Link to doc : https://docs.rapids.ai/api/cugraph/nightly/api.html?highlight=personalized#module-cugraph.link_analysis.pagerank Relevant part :

personalizationcudf.Dataframe GPU Dataframe containing the personalization information.
     personalization[‘vertex’]cudf.Series Subset of vertices of graph for personalization
     personalization[‘values’]cudf.Series Personalization values for vertices
barondra commented 3 years ago

Dear @afender, Thank you for your kind reply. With all respect, I think you are mistaken by taking personalization values of PPR as weight edges. You see, when we use personalization values for a node as 1 and all other are zeros, it is considered as Random Walk with Restart (RWR). Although this RWR can be performed on cuGraph, however the graph edges are still weightless.
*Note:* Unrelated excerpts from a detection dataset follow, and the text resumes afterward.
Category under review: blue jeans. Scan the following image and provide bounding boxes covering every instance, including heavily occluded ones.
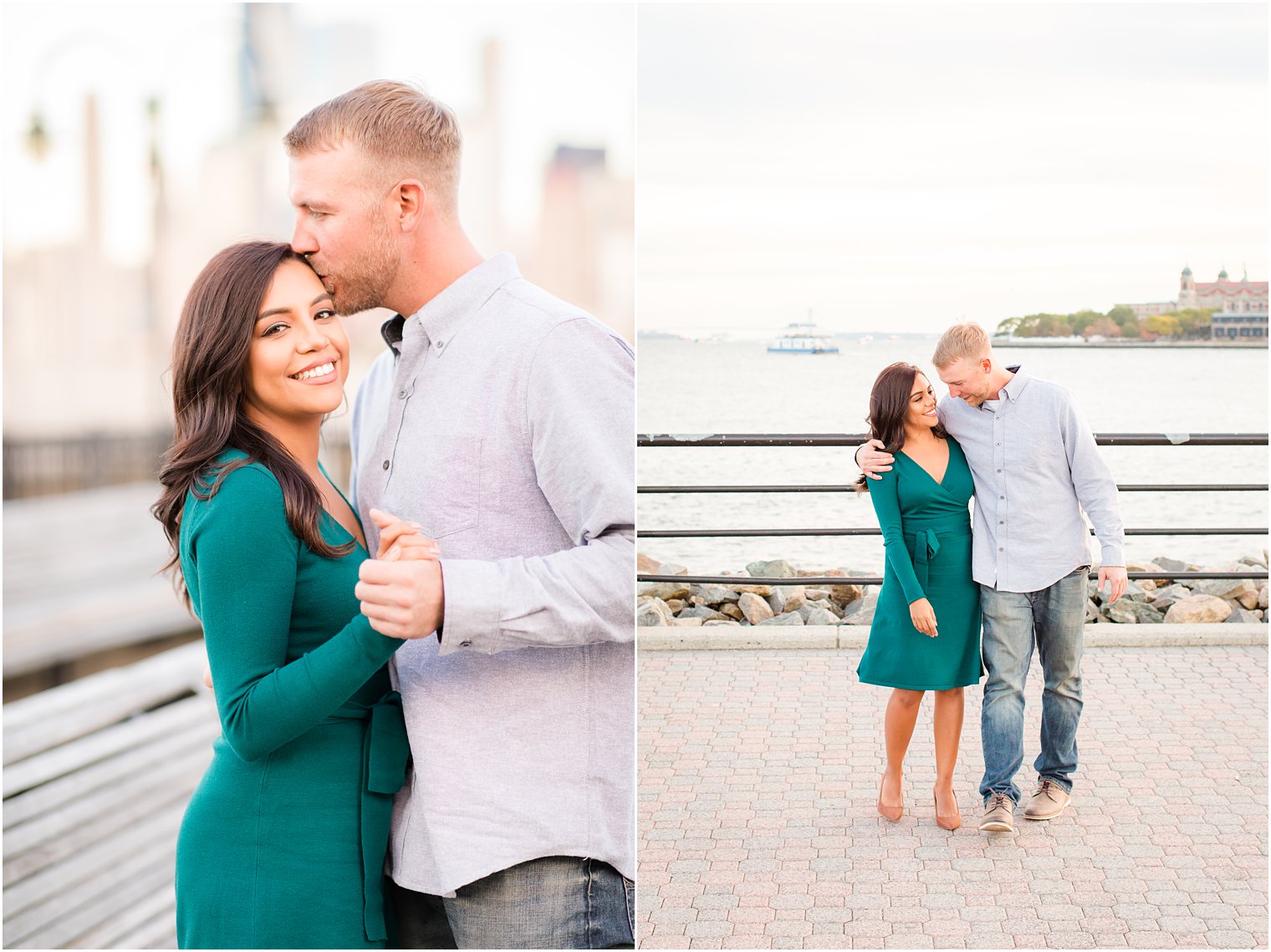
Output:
[980,566,1090,803]
[393,857,636,948]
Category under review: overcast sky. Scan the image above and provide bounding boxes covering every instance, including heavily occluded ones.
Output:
[0,0,636,259]
[637,3,1268,333]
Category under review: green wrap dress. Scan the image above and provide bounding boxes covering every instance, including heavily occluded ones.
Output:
[176,450,409,948]
[856,439,983,690]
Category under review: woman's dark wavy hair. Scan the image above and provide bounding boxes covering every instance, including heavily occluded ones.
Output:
[150,242,355,608]
[855,361,946,493]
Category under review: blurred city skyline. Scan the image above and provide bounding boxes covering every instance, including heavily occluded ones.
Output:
[637,3,1268,337]
[3,3,634,445]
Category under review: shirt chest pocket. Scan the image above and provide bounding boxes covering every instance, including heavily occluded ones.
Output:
[385,434,482,539]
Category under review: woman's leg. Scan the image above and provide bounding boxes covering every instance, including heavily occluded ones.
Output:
[933,688,963,816]
[878,688,923,807]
Please consider this stackoverflow thread to understand how NetworkX use RWR for graph with edges and without edges: https://stackoverflow.com/questions/61337245/how-to-implement-random-walks-with-restarts-in-python

I also put a screenshot for highlighting RWR without weight in edges: image RWR with weight in edges image

afender commented 3 years ago

Of course! Thanks for clarifying, I had personalization weights in mind indeed. This version of PageRank does not support edge weights , independently of personalization.

We know it is an important use case and have been working on upgrading it. We already have an experimental replacement supporting weights at the CUDA level (@seunghwak can provide more details on status and availability). It should be connected to the python API in future releases and will support distributed execution on multiple GPUs.

seunghwak commented 3 years ago

As @afender said, we have two versions of PageRank implementations, the first one does not use edge weights, and the second one uses edge weights if the input graph is weighted. The second version is currently used only in multi-GPU setting but once we do some additional performance tuning it will eventually replace the first one in single-GPU setting as well. This should happen in not too distant future.

barondra commented 3 years ago

Thank you so much for the help and efforts, everyone. I haven't tried the multi-GPU setting, but I would rather use other GPUs for ablation experiments. And to be fair, I typed weight edges while I meant to say weighted edges or edge weights. Looking forward for the next release!